Heading to Rome in January with the Mrs for a few days away, never been before, can anyone recommend any cool coffee shops. Cheers!


----------



## mremanxx (Dec 30, 2014)

Struggled to be honest. Went into a really nice cafe and tried to order a flat white, guy looked at me as though I had just done the toilet on his floor. If it isn't dark robusta espresso it ain't coffee to most. Never had a decent coffee in Italy and been three times.

Hope you fair better.

Great city you should love it.


----------



## richwade80 (Aug 25, 2017)

Coffee in Italy is quite different, so be prepared to try it their way. It has strict rules!

I did a big job in the Eur region of Rome (south) and spent a lot of time drinking coffee there.

The only milk based drink seemed to be cappuccino. This was only allowed in the morning, then it was only single espresso (every five minutes). I also had espresso with squirty cream on top which is apparently a thing in Rome.

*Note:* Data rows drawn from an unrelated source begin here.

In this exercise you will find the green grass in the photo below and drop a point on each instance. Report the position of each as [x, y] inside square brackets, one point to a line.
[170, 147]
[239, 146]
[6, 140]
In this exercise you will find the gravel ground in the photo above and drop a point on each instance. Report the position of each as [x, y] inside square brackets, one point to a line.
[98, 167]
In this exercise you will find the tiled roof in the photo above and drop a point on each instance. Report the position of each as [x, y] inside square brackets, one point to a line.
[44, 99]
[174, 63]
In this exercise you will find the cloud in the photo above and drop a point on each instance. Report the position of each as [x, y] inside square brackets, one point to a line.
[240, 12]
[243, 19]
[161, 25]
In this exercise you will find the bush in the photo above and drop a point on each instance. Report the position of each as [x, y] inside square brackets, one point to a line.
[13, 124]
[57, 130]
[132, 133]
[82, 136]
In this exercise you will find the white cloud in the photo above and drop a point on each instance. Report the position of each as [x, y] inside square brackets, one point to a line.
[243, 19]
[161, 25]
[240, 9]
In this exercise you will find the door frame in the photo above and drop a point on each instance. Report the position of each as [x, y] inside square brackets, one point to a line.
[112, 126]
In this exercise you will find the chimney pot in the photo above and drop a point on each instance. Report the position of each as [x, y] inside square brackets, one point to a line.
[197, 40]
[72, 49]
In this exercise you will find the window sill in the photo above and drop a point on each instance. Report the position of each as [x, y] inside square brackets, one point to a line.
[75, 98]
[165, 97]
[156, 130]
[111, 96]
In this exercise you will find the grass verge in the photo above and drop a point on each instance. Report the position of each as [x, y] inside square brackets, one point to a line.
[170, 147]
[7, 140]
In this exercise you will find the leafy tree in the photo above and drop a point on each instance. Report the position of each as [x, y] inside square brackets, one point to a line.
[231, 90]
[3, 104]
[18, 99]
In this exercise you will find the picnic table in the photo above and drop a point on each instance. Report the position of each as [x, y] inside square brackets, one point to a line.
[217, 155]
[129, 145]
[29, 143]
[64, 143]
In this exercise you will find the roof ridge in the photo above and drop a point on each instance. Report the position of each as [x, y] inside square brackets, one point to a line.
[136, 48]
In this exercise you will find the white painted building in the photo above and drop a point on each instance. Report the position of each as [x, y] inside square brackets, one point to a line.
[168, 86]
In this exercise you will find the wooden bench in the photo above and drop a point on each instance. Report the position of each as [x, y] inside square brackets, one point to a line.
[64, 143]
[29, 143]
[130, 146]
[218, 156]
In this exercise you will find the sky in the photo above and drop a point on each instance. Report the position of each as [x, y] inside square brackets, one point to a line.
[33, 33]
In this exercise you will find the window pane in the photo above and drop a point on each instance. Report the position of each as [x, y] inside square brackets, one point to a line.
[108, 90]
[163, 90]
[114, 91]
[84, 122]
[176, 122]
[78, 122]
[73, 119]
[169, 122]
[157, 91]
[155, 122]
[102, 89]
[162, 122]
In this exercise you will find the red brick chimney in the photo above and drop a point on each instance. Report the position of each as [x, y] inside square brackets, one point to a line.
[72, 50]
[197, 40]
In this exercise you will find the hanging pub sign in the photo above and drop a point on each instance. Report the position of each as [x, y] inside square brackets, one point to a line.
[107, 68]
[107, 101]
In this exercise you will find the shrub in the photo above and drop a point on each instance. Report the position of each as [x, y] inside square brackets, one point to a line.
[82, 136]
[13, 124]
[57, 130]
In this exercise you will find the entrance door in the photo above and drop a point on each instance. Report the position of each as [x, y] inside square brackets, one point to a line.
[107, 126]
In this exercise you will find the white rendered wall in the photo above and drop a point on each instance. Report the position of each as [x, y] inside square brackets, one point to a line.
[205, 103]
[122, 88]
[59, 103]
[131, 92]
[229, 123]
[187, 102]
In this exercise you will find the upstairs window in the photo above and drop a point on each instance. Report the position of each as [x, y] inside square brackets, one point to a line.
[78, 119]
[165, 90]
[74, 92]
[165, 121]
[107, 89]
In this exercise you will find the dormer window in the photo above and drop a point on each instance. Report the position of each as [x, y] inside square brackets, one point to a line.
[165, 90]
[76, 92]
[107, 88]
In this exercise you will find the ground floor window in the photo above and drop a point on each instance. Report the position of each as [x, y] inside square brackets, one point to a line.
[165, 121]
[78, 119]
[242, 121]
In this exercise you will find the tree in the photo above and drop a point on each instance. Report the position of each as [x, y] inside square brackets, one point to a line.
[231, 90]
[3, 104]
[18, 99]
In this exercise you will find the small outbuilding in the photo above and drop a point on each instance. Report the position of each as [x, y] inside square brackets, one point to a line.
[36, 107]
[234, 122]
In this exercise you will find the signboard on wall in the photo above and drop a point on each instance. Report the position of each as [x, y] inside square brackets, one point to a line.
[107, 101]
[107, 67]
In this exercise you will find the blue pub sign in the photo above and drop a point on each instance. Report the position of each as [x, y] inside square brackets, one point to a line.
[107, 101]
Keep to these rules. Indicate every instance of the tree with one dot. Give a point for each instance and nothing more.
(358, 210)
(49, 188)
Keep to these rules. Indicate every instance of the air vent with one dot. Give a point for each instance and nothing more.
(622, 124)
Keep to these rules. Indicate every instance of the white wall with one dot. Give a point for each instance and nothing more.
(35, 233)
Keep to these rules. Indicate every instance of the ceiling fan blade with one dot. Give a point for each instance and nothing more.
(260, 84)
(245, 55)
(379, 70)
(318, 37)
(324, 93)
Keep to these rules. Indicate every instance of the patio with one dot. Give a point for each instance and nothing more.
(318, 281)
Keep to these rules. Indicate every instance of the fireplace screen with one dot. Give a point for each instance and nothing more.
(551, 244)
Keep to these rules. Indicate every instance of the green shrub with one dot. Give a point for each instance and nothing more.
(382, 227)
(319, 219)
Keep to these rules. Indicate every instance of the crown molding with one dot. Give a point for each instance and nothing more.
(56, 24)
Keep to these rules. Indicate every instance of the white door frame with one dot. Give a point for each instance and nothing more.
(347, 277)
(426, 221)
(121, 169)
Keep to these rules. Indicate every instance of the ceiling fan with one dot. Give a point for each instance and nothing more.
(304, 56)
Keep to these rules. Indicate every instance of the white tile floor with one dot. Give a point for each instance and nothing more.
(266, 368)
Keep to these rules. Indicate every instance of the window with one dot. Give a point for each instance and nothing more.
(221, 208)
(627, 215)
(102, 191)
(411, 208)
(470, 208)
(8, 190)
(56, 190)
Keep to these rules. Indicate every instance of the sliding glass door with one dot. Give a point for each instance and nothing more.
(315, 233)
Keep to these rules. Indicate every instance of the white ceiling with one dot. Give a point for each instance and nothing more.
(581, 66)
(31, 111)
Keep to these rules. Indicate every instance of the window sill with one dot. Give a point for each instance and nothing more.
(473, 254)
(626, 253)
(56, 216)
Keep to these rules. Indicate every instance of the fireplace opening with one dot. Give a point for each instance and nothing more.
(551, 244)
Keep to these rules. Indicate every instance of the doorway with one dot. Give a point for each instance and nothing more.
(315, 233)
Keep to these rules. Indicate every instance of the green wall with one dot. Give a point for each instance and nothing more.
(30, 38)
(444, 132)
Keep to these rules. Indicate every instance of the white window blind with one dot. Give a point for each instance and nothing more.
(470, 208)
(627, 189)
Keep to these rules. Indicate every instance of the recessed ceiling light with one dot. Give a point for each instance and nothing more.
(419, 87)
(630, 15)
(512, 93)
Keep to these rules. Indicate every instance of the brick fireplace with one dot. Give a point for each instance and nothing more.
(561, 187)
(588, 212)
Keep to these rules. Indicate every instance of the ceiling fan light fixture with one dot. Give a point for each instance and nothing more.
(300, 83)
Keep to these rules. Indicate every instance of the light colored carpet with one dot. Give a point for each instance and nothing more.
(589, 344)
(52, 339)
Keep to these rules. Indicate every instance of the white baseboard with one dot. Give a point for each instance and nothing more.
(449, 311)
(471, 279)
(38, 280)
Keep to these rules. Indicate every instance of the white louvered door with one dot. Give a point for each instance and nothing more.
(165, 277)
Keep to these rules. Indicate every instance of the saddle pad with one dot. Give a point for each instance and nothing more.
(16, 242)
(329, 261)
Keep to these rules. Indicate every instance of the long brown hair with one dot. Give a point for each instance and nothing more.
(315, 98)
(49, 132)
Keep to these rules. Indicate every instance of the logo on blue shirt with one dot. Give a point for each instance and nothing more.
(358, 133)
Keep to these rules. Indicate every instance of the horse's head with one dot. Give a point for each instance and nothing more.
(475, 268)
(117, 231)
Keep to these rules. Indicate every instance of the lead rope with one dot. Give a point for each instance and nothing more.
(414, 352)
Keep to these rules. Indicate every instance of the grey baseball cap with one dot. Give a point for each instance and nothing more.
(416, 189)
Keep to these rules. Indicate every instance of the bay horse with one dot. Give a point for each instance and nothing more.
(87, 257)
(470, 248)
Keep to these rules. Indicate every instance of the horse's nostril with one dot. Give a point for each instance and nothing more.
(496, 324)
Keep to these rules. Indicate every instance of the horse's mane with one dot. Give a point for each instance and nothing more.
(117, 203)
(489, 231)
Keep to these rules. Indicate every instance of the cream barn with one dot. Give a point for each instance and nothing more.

I wouldn't advocate going to Eur unless you like communist architecture, so I can't really advise on places for coffee. I'm sure they exist in the format we're familiar with, but do try the little bars.

When in Rome and all...


----------



## Mike_1987 (Nov 9, 2017)

I was in Venice last year, sounds similar. Luckily I do like the really dark stuff but it'd be nice if there are any 'modern' coffee shops about.


----------



## drmarc (Mar 4, 2018)

I went to the Sant'Eustachio Il Caffè several times the last time the wife and I were in Rome. Great cappuccino and espresso. Handy location if you're visiting the Pantheon. Website here: https://www.santeustachioilcaffe.it/en/


----------



## 7493 (May 29, 2014)

One quick tip: Always have coffee standing at the counter/bar. If you sit at a table the price doubles or more!


----------



## Edlockwood (Nov 20, 2014)

Tassa d'oro next to the pantheon is a goodie. Good gelato place opposite too - venchi


----------



## uxasia (Nov 28, 2018)

may try Antigua Tazza d'Oro. Cafe


----------



## coffeechap (Apr 5, 2012)

Ok just to update this thread there are three places in Rome that do speciality coffee all of them are really good one is a little out of the way but on the tram route so easy to get to. Anyone visiting should try these out if you want a filter or an excellent single origin espresso.

https://m.facebook.com/FAXFactory/. Had colonna on filter

http://www.farorome.com/ awesome espresso and flat white, great selection of single origin coffee, ek43 on bench

Pergamino

Piazza del Risorgimento 7

00192 Rome

Italy

You won't be disappointed with any of them


----------